左側より 湊地区地域活性化協議会 会長 小檜山様
関西ブロードバンド株式会社 代表取締役 三須様
富士通株式会社 会津支店長 日高様
会津若松市長 室井照平
今後は湊地区全域へ機器の設置を進めながら、機能の拡張を進めていく予定です。
EST交通環境大賞を受賞しました
このたび、本市湊地区において湊地区地域活性化協議会と会津若松市が連携・協働するこの取り組みが、第10回 EST交通環境大賞の大賞(環境大臣賞)を受賞することとなりました。
EST交通環境大賞は、ESTの更なる普及のために、地域の交通環境対策に関する取組み事例を発掘し、優れた取組みの功績や努力を表彰するとともに、その取組みを広く紹介し、普及を図るために平成21年度に創設されたものであり、今回は応募のあった18件の中から、EST普及推進委員会における審査を経て決定されました。
- EST普及推進事業とは
環境的に持続可能な交通(EST:Environmentally Sustainable Transport)、すなわち長期的視野に立って交通・環境政策を策定・実施する取組みは、運輸部門が地球・地域環境に及ぼす負荷の削減、とりわけ脱温暖化社会を目指した温室効果ガスの長期的・継続的な排出削減を目指すものであり、短期的には、京都議定書遵守のために政府が掲げる2010年度の温室効果ガス削減目標の達成を目指しています。
- 受賞理由(第10回 EST交通環境大賞審査結果より抜粋)
人口減少を背景としたコミュニティの維持や高齢者の移動の確保等の地域課題に、市、協議会、関係者が連携して取り組みつつ、再生可能エネルギーの地産地消とCO2削減に繋がる運行を目指し、電気自動車が中山間地域の低炭素化と地域の活力維持に貢献している点を高く評価した。電気自動車を効率的に運行するためにICTを活用しつつ、農産物の貨客混載等にも取り組む点も評価できる。
湊地区での取組は、今後、交通分野の地域循環共生圏を検討する上で重要であり、近年増加している中山間地域の課題解決に向けて参考となることから、大賞を授賞することとした。

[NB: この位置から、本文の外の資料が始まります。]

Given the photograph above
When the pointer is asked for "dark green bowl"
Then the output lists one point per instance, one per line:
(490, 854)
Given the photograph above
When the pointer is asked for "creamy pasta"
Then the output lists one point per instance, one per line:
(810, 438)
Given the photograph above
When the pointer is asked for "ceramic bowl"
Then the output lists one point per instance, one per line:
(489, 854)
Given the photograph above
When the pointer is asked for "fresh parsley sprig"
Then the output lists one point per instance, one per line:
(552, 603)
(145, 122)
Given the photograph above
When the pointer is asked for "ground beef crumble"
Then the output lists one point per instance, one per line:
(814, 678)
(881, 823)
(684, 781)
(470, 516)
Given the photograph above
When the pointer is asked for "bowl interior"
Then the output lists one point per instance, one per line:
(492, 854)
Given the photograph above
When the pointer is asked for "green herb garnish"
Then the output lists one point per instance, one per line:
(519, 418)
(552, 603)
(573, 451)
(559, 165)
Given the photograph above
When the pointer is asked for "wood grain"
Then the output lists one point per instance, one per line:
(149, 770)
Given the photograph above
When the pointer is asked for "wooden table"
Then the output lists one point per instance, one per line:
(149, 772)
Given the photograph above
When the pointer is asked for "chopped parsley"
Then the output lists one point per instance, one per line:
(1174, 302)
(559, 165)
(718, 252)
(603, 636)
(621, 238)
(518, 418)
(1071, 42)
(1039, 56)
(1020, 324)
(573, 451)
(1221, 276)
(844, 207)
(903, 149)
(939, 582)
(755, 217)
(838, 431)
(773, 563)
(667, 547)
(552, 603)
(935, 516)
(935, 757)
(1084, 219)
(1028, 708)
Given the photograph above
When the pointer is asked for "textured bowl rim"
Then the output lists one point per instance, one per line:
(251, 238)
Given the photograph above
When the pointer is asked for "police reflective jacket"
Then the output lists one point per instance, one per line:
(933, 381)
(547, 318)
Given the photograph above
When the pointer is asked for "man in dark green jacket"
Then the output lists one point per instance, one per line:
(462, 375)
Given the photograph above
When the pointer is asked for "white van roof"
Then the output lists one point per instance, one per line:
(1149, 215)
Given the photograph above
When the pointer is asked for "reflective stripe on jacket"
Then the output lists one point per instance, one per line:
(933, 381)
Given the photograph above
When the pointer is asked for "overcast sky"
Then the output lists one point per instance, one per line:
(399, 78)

環境的に持続可能な交通(EST)ポータルサイト(外部サイト)
関係機関との連携や支援による取り組み
この事業は、地域住民の皆様や関係する機関・団体など、様々な関係機関との連携や支援により取り組まれています。
- 湊地区地域活性化協議会(令和元年度より「みんなと湊まちづくりネットワーク」に改名)
湊地区では、、少子高齢化、人口減少が加速する中、地域活動の維持が困難になりつつあります。このような状況に対し、地域の課題を解決するために、地域住民自らが考え、実践することにより地域づくりを推進することを目的に湊地区地域活性化協議会が設立され、この実証事業を含めて、様々な取り組みが進められています。
- 日産自動車株式会社
日産自動車株式会社では、まちづくりの取り組みなどに電気自動車を貸し出す事業を行っており、この実証の取り組みに「e-NV200」を1台、3年間無償で貸与いただきました(令和2年2月で貸与終了)。貸与いただいた電気自動車は、環境に配慮しながら地域内交通の車両として活躍しています。
- コスモエコ・パワー株式会社(会津若松ウィンドファーム)
コスモエコ・パワー株式会社では、せあぶり山に設置する風力発電所「会津若松ウィンドファーム」において発電した電力の一部を、地域貢献のために、湊地区に設置する急速充電施設で無償で充電できるようにしています(4~11月まで)。実証で運行する電気自動車は、この電力を活用させて頂くことで、ランニングコストを抑えるとともに、環境に配慮した運行を行うことができています。